Ferroviária vence Colo-Colo por 3 a 1 e conquista Libertadores Feminina

São Paulo , SP
08/11/2015 18:36:51 — 08/11/2015 18:49:09

Em: Futebol, Futebol Feminino, Libertadores
Guerreiras Grenás fecharam campanha invicta com título que coroa sequência vitoriosa (Foto: Divulgação/Conmebol)
Guerreiras Grenás fecharam campanha invicta com título que coroa sequência vitoriosa (Foto: Divulgação/Conmebol)

O domingo é histórico para a Ferroviária de Araraquara, que neste domingo venceu o Colo-Colo por 3 a 1 na final da Copa Libertadores da América feminina e conquistou título inédito. No Estádio Atanasio Girardot, na cidade colombiana de Medellín, Tábatha Santos (2) e Ana Barrinha foram às redes, enquanto Villamayor descontou para as chilenas.

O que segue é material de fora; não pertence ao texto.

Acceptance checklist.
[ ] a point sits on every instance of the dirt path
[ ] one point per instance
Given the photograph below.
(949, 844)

O título garante a presença da Ferroviária na Copa Libertadores de 2016. A primeira participação da equipe grená foi nesta edição, carimbada com a taça inédita. A conquista internacional coroa uma série vitoriosa que começou no Campeonato Paulista de 2013 e passou pela Copa do Brasil de 2014.

A vitória na final fecha campanha invicta de cinco partidas. As Guerreiras Grenás haviam classificado no grupo B com duas vitórias (sobre Espuce-EQU e Colón-URU) e um empate (com a Urquiza-ARG). Na semifinal eliminaram o São José por 1 a 0, garantindo lugar na decisão que venceram neste domingo.

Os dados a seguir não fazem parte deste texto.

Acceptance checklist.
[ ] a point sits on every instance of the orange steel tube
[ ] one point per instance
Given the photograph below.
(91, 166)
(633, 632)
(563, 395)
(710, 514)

O jogo – O nome da decisão foi Tábatha, a responsável por abrir vantagem para a equipe de Araraquara. Aos 18 minutos, Adriane Nenê fez grande jogada pela direita e cruzou na medida para Tábatha completar de peixinho. Pouco depois a mesma estratégia voltou a dar resultado, ampliando o placar como se fosse replay do primeiro gol.

O Colo-Colo vislumbrou melhora na partida, mas logo tomou outro golpe aos 43. Ana Maria Barrinha apareceu às costas da zaga chilena para driblar a goleira rival e abrir três gols de frente na final. O Colo-Colo chegou a diminuir nos acréscimos do primeiro tempo, quando Gloria Villamayor converteu pênalti, mas foi pouco para colocar em jogo a superioridade grená.